Health insurance suffers from market failure in part because it suffers from regulation failure. We’re adding the regulations now and we’ll see, in 10 years, whether people hate insurers somewhat less, or whether they’ve embraced the nonprofit model, or whether they’re clamoring for public insurance. Either way, putting insurers into a structured market where they’ll have to compete against one another and users will rate them should make things a lot better. Public insurance might be the best way forward, but an insurance market that works for consumers is progress nevertheless.
He rightly admits that there is a market failure right now, but suggests that regulation will “in part” fix that.
And while I agree that the transparency measures in this bill give consumers one tool with which to force insurers to compete, the bill, as President Lieberman has dictated it must be, fails to use this opportunity to inject real choice into markets that are currently failures.
More importantly, the health care bill will make this far worse by depriving consumers of a key form of choice they currently exercise in huge numbers: the choice (painful as it often is) not to carry insurance.

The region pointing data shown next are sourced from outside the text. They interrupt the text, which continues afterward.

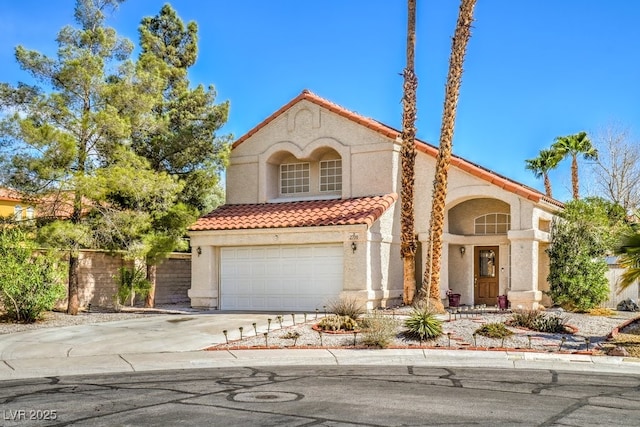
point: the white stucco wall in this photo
(368, 158)
(371, 166)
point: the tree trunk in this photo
(547, 185)
(73, 302)
(407, 157)
(152, 270)
(574, 177)
(431, 281)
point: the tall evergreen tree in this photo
(72, 129)
(182, 140)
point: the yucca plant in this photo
(347, 306)
(335, 322)
(422, 324)
(378, 330)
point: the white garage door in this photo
(276, 278)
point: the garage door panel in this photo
(279, 278)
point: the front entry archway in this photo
(486, 274)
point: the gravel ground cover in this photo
(590, 333)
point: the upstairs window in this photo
(294, 178)
(331, 175)
(496, 223)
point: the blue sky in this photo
(535, 69)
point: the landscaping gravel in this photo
(458, 333)
(458, 330)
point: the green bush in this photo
(347, 306)
(30, 280)
(422, 324)
(525, 318)
(378, 330)
(552, 324)
(494, 330)
(336, 322)
(131, 282)
(577, 268)
(537, 320)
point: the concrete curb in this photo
(142, 362)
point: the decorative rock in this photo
(628, 305)
(618, 351)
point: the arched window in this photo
(331, 175)
(17, 213)
(494, 223)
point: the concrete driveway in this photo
(155, 334)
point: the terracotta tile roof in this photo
(10, 195)
(312, 213)
(465, 165)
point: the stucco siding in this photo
(240, 183)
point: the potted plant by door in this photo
(454, 299)
(503, 303)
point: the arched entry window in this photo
(494, 223)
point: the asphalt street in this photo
(325, 396)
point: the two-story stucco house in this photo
(312, 213)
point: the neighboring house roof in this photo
(311, 213)
(465, 165)
(10, 195)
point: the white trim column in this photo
(205, 275)
(524, 293)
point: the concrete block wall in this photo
(97, 285)
(174, 280)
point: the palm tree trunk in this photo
(407, 156)
(574, 177)
(73, 300)
(152, 277)
(547, 184)
(431, 281)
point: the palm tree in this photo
(575, 145)
(407, 155)
(629, 251)
(541, 165)
(431, 282)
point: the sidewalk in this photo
(164, 342)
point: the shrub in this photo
(336, 322)
(30, 280)
(525, 318)
(347, 306)
(538, 321)
(131, 282)
(602, 311)
(577, 268)
(378, 330)
(550, 324)
(494, 330)
(422, 324)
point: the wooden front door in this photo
(486, 277)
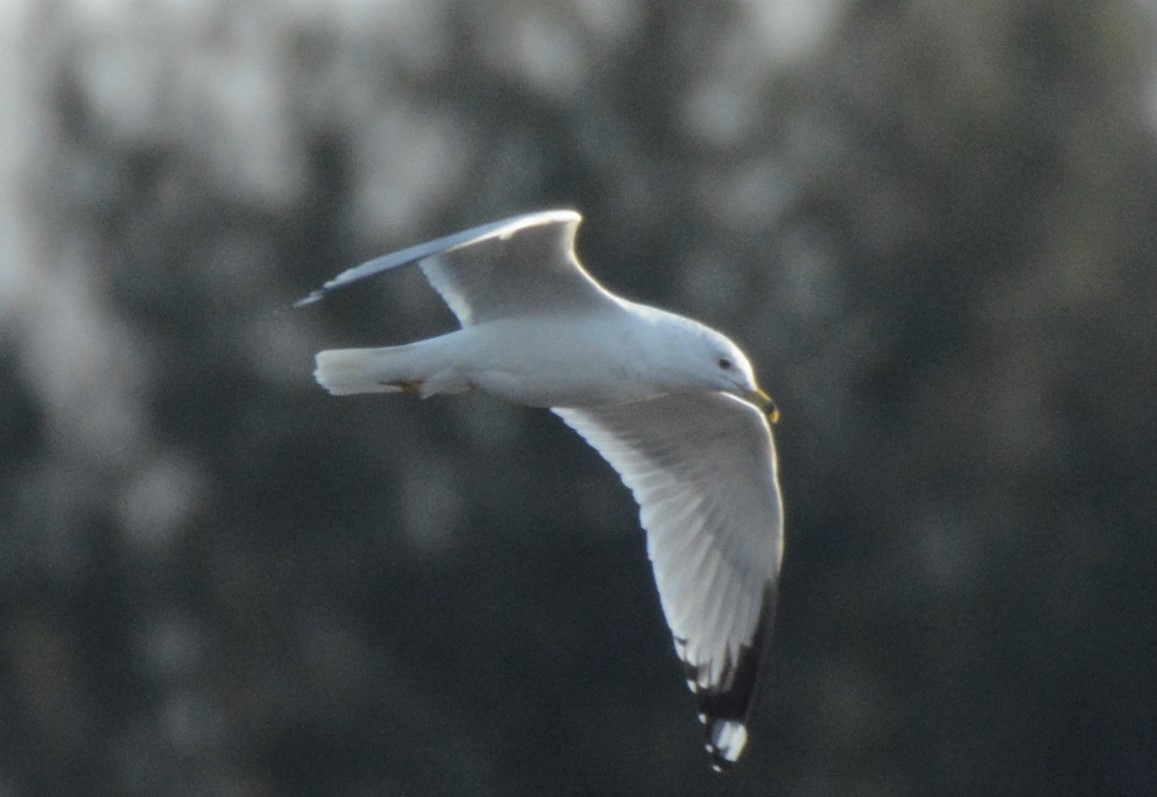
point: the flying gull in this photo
(671, 404)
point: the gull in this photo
(669, 403)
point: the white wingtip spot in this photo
(728, 739)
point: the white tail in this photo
(345, 371)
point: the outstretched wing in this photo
(702, 469)
(516, 267)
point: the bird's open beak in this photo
(765, 403)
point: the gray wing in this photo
(516, 267)
(702, 469)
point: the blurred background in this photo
(933, 226)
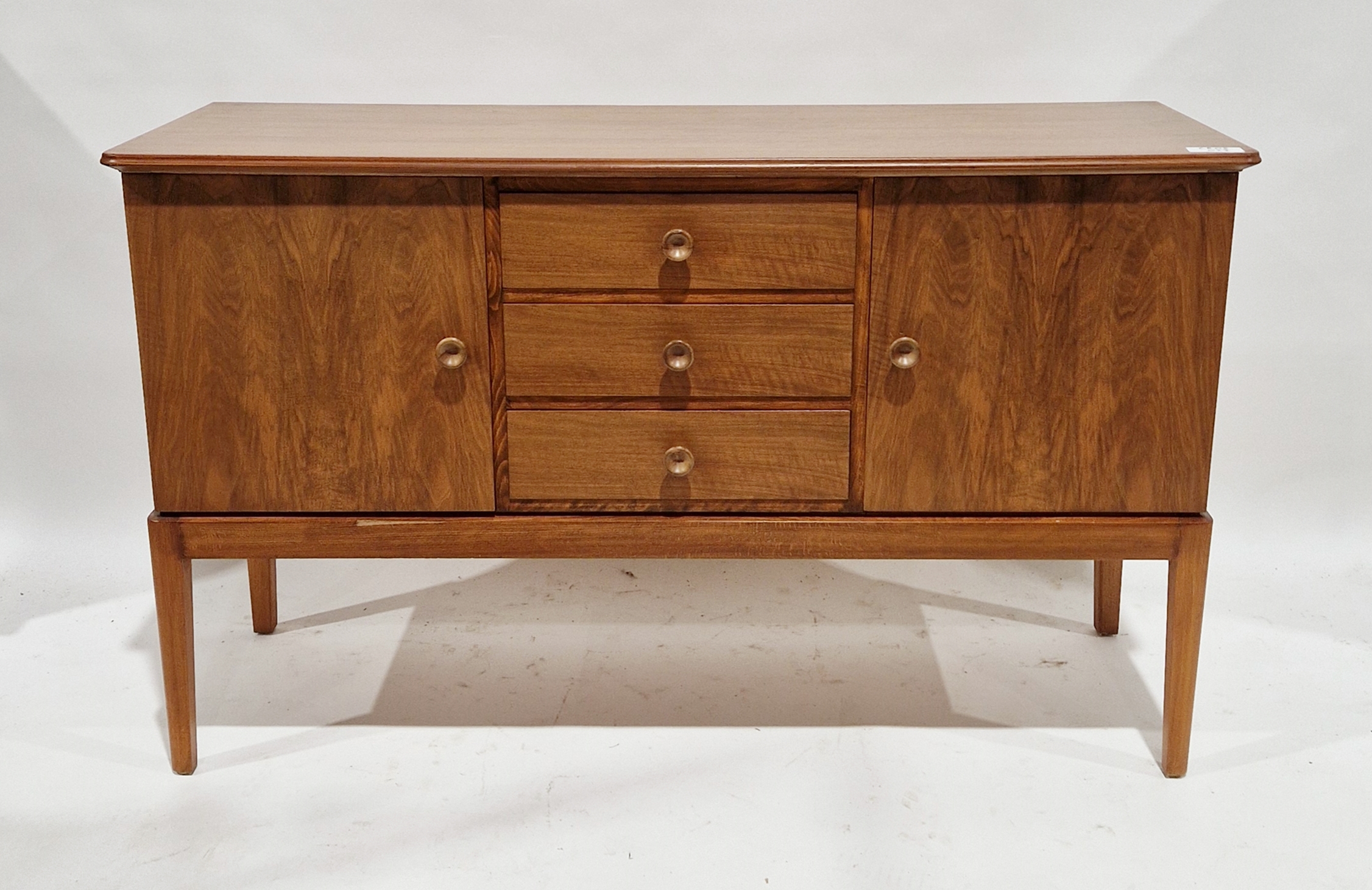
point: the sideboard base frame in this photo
(1182, 539)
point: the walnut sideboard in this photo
(790, 332)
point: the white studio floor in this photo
(687, 724)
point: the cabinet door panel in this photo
(287, 328)
(1069, 332)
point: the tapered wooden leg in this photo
(263, 592)
(1186, 601)
(1108, 596)
(172, 590)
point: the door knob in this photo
(905, 353)
(450, 353)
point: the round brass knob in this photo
(679, 461)
(678, 356)
(677, 246)
(450, 353)
(905, 353)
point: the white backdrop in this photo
(1283, 712)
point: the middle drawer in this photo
(673, 350)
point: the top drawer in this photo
(737, 242)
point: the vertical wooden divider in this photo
(862, 299)
(496, 321)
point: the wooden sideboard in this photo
(774, 332)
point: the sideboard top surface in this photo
(646, 140)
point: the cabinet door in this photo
(287, 328)
(1069, 342)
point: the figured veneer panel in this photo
(1069, 331)
(619, 456)
(745, 242)
(618, 350)
(287, 328)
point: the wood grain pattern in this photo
(263, 594)
(738, 350)
(1108, 576)
(689, 537)
(176, 640)
(1070, 342)
(287, 331)
(681, 140)
(1186, 602)
(618, 456)
(862, 309)
(749, 242)
(496, 321)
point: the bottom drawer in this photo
(716, 456)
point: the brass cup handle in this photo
(678, 356)
(905, 353)
(450, 353)
(679, 461)
(677, 246)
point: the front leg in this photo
(1186, 599)
(176, 638)
(1108, 596)
(263, 593)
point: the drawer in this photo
(622, 456)
(622, 350)
(737, 242)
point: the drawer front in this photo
(622, 456)
(726, 350)
(737, 242)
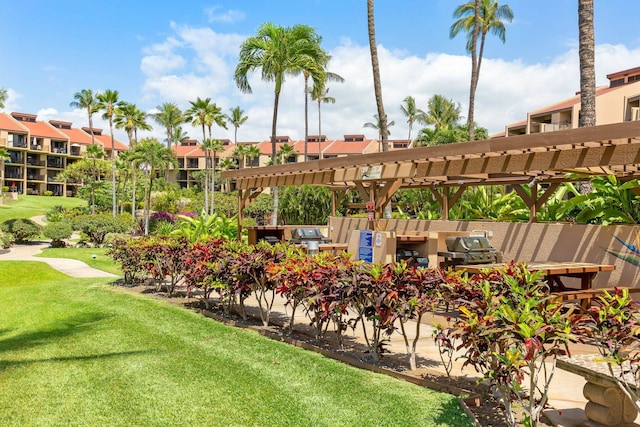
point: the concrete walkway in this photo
(70, 267)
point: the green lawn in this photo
(28, 206)
(101, 262)
(79, 352)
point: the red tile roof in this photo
(9, 123)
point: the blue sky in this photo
(154, 52)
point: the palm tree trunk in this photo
(474, 71)
(377, 85)
(587, 64)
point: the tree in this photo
(377, 85)
(236, 118)
(130, 118)
(4, 155)
(442, 113)
(477, 18)
(277, 52)
(412, 113)
(87, 100)
(587, 64)
(378, 126)
(169, 116)
(108, 102)
(154, 157)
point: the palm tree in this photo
(442, 113)
(108, 102)
(277, 52)
(477, 18)
(285, 152)
(169, 116)
(154, 157)
(130, 118)
(378, 126)
(252, 152)
(587, 64)
(236, 118)
(178, 136)
(377, 85)
(4, 155)
(320, 94)
(87, 100)
(412, 113)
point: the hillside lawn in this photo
(82, 352)
(30, 206)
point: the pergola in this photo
(447, 170)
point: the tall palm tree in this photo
(108, 102)
(87, 100)
(285, 152)
(169, 116)
(130, 118)
(252, 153)
(4, 155)
(587, 64)
(236, 118)
(377, 85)
(378, 126)
(277, 52)
(155, 157)
(412, 113)
(442, 113)
(178, 136)
(477, 18)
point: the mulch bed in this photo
(476, 399)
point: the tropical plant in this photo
(108, 102)
(154, 157)
(21, 229)
(510, 330)
(130, 118)
(236, 118)
(3, 96)
(412, 113)
(57, 232)
(377, 85)
(377, 125)
(169, 116)
(4, 155)
(477, 18)
(86, 100)
(586, 40)
(277, 52)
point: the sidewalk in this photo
(70, 267)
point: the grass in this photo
(79, 352)
(29, 206)
(101, 262)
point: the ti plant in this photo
(511, 331)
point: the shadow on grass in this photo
(51, 333)
(6, 364)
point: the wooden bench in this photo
(584, 296)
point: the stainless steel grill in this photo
(469, 250)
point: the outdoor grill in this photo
(469, 250)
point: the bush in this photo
(57, 232)
(96, 227)
(6, 240)
(22, 229)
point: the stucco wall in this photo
(529, 242)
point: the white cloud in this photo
(506, 90)
(229, 16)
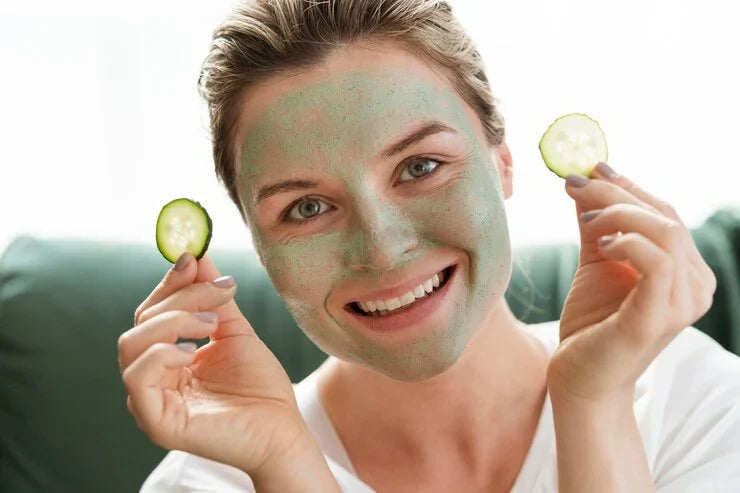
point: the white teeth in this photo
(393, 303)
(407, 298)
(374, 307)
(428, 286)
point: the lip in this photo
(407, 316)
(397, 291)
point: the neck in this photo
(494, 390)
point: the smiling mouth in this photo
(404, 302)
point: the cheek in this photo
(303, 271)
(467, 213)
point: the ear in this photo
(505, 168)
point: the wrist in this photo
(297, 466)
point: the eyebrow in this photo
(422, 132)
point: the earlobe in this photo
(505, 168)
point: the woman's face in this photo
(341, 212)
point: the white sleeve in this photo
(700, 434)
(180, 472)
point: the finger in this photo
(146, 377)
(645, 307)
(163, 328)
(231, 320)
(197, 297)
(178, 276)
(661, 230)
(605, 172)
(598, 194)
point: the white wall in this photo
(100, 122)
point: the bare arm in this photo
(302, 468)
(599, 447)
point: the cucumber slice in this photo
(573, 144)
(183, 226)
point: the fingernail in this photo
(188, 347)
(182, 262)
(224, 282)
(606, 170)
(576, 181)
(208, 317)
(588, 216)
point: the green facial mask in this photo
(335, 128)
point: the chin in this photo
(414, 368)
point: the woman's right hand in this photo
(230, 401)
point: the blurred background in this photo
(101, 123)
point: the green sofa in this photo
(63, 303)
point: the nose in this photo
(379, 238)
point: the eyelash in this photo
(285, 215)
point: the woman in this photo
(362, 144)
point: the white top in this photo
(687, 405)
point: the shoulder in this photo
(691, 401)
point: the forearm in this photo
(599, 447)
(303, 468)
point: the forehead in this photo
(350, 106)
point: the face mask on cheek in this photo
(468, 216)
(465, 216)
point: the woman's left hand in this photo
(629, 298)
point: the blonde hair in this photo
(263, 38)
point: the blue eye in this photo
(419, 169)
(306, 210)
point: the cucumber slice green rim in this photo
(183, 226)
(573, 144)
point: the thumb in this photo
(231, 321)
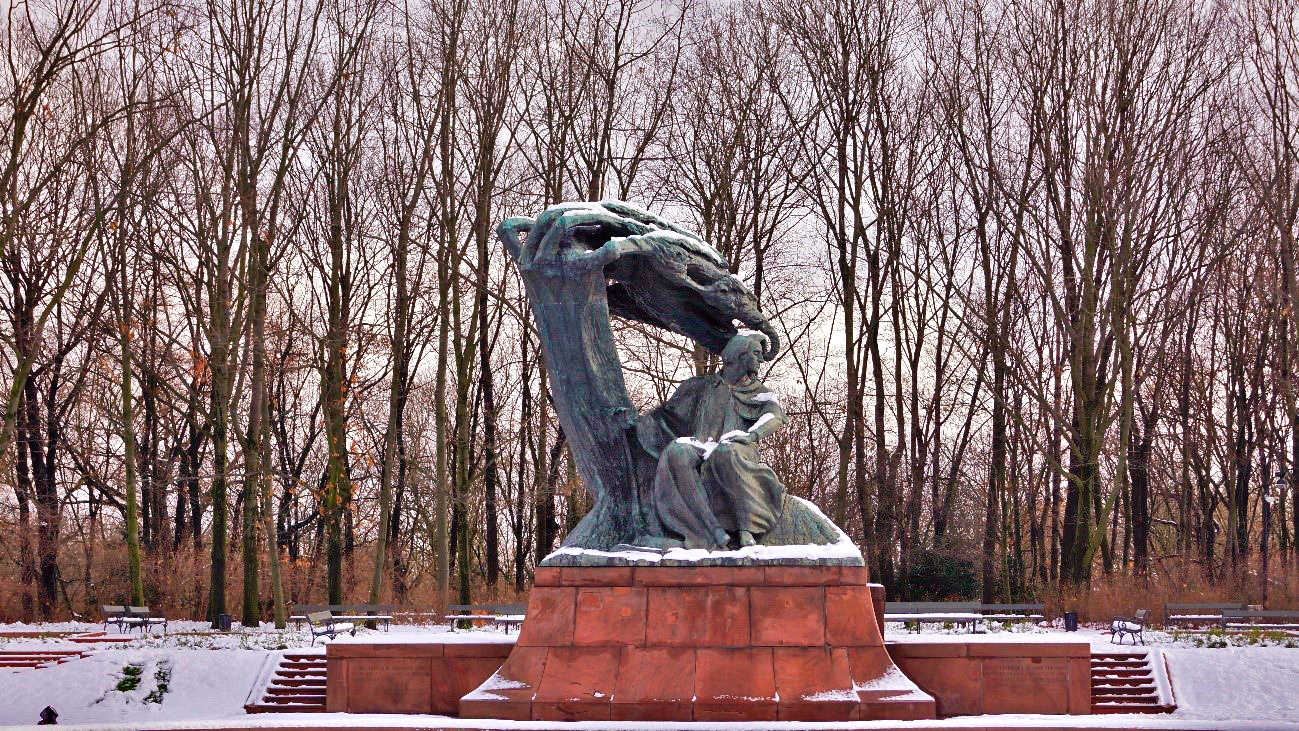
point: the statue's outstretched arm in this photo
(769, 422)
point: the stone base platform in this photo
(976, 675)
(665, 643)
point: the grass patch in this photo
(163, 675)
(130, 678)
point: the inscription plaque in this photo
(1025, 684)
(392, 684)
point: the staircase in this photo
(35, 657)
(292, 682)
(1130, 681)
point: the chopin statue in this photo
(709, 482)
(686, 474)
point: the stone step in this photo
(1142, 662)
(287, 673)
(1122, 690)
(295, 686)
(285, 708)
(1135, 681)
(300, 682)
(294, 697)
(1148, 699)
(1124, 682)
(1128, 708)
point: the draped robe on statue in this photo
(707, 484)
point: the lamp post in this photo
(1267, 527)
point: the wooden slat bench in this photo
(498, 614)
(324, 625)
(1277, 619)
(1013, 612)
(1198, 613)
(131, 617)
(916, 613)
(381, 613)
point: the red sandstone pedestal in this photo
(709, 643)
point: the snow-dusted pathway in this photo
(207, 679)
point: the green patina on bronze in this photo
(687, 473)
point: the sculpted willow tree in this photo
(580, 262)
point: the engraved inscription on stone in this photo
(1022, 684)
(1012, 670)
(391, 683)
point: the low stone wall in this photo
(967, 677)
(973, 678)
(424, 674)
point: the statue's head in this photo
(742, 357)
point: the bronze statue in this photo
(709, 482)
(686, 474)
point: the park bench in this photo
(1277, 619)
(916, 613)
(378, 613)
(324, 625)
(1013, 612)
(498, 614)
(1198, 613)
(131, 617)
(1133, 627)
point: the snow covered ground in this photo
(208, 675)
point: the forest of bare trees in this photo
(1035, 265)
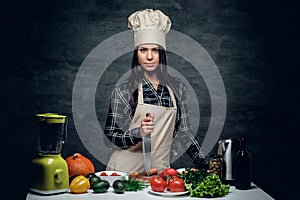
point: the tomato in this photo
(103, 174)
(115, 174)
(170, 180)
(168, 172)
(158, 184)
(177, 185)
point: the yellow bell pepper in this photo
(79, 184)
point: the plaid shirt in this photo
(121, 113)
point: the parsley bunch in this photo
(211, 186)
(134, 185)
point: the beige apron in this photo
(132, 160)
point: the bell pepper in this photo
(79, 184)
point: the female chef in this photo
(149, 89)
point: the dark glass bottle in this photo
(243, 166)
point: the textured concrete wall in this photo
(46, 42)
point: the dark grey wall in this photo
(251, 42)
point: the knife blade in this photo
(147, 151)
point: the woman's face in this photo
(148, 57)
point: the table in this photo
(254, 193)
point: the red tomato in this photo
(115, 174)
(177, 185)
(168, 172)
(158, 184)
(103, 174)
(170, 180)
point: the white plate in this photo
(168, 193)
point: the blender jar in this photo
(52, 133)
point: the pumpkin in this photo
(79, 165)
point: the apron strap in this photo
(141, 97)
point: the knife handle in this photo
(148, 115)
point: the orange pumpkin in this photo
(79, 165)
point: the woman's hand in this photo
(147, 125)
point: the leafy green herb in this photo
(134, 185)
(192, 177)
(211, 186)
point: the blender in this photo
(49, 171)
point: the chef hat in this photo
(149, 26)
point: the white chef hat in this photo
(149, 26)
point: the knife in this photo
(147, 151)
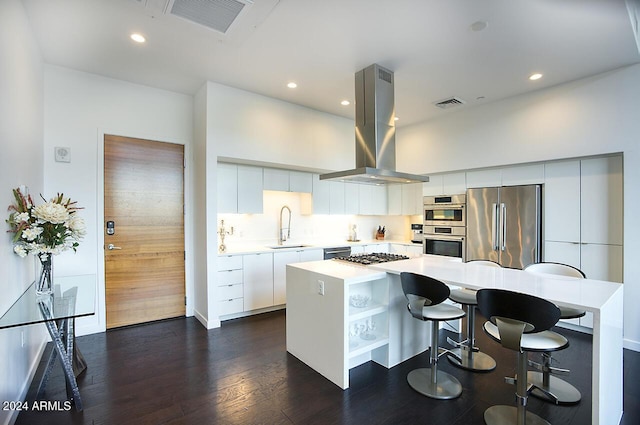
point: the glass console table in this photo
(74, 296)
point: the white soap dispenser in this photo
(353, 234)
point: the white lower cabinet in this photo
(258, 281)
(230, 293)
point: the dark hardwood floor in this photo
(177, 372)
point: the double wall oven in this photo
(445, 227)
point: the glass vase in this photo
(44, 285)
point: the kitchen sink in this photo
(287, 246)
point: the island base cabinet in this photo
(331, 332)
(316, 323)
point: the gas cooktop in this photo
(373, 258)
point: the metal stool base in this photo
(507, 415)
(558, 391)
(446, 387)
(475, 361)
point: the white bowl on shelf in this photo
(359, 301)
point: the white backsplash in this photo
(251, 229)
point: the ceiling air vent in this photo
(449, 103)
(215, 14)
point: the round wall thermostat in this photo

Our society long ago decided that profit could, in situations in which there was a real market, motivate corporations to provide society with something of value. And so, in cases where there was a functional market, society would be willing to pay a profit in exchange for the efficiencies that system offered. But even Adam Smith recognized that markets don’t function with monopolies. And this bill exacerbates the problem of concentration by depriving consumers of one of the last choices they have–not to participate. Right now, insurance companies lose out on consumers who have decided their products are too expensive for what consumers get in return. The current bill requires consumers–a significant chunk of them facing precisely the same prices that today led them to choose to go without insurance–to enter a market with no real competition, one that, therefore, would not be required to pass on the profits resultant from a mandate to consumers.
I understand the logic for a mandate. But right now, there is little disagreement that concentration in the industry means consumers don’t have the kind of power that our society uses as the very justification for profit. More importantly, by making markets less competitive by forcing everyone to participate, no matter the cost, you cede one of the only tools the government has (aside from effective regulation with legal consequences, which this bill doesn’t have) to ensure that the health industry passes on the benefits that a mandate is claimed to produce.
So whether or not I’m the person who said this was an insurance industry bailout, I do believe this. The government is about to make insurance markets less competitive in a significant way, even while designing a system that depends on that very competition to produce the benefits it promises. A mandate makes sense–if insurance is affordable, if there are real choices in the market, and if the government has some means to get insurance companies to share the benefits of that mandate. Right now, aside from the poorest consumers, who get subsidies large enough to make this affordable, none of that is true.
Right now, millions of consumers are exercising one of the only market choices they have in the current market–to tell insurance companies their products are too expensive, given the benefit consumers get in return. The government is about to tell many of them they can no longer exercise this market choice, yet it is doing far too little to change the other part of the equation, making the insurance affordable (in some ways it provides more value, but with 60% actuary plans acceptable, not all that much). That’s one of the key problems with the mandate: it violates the entire premise behind our society’s support of profit, and given our market structure, does not provide enough choice in the system to make the market work.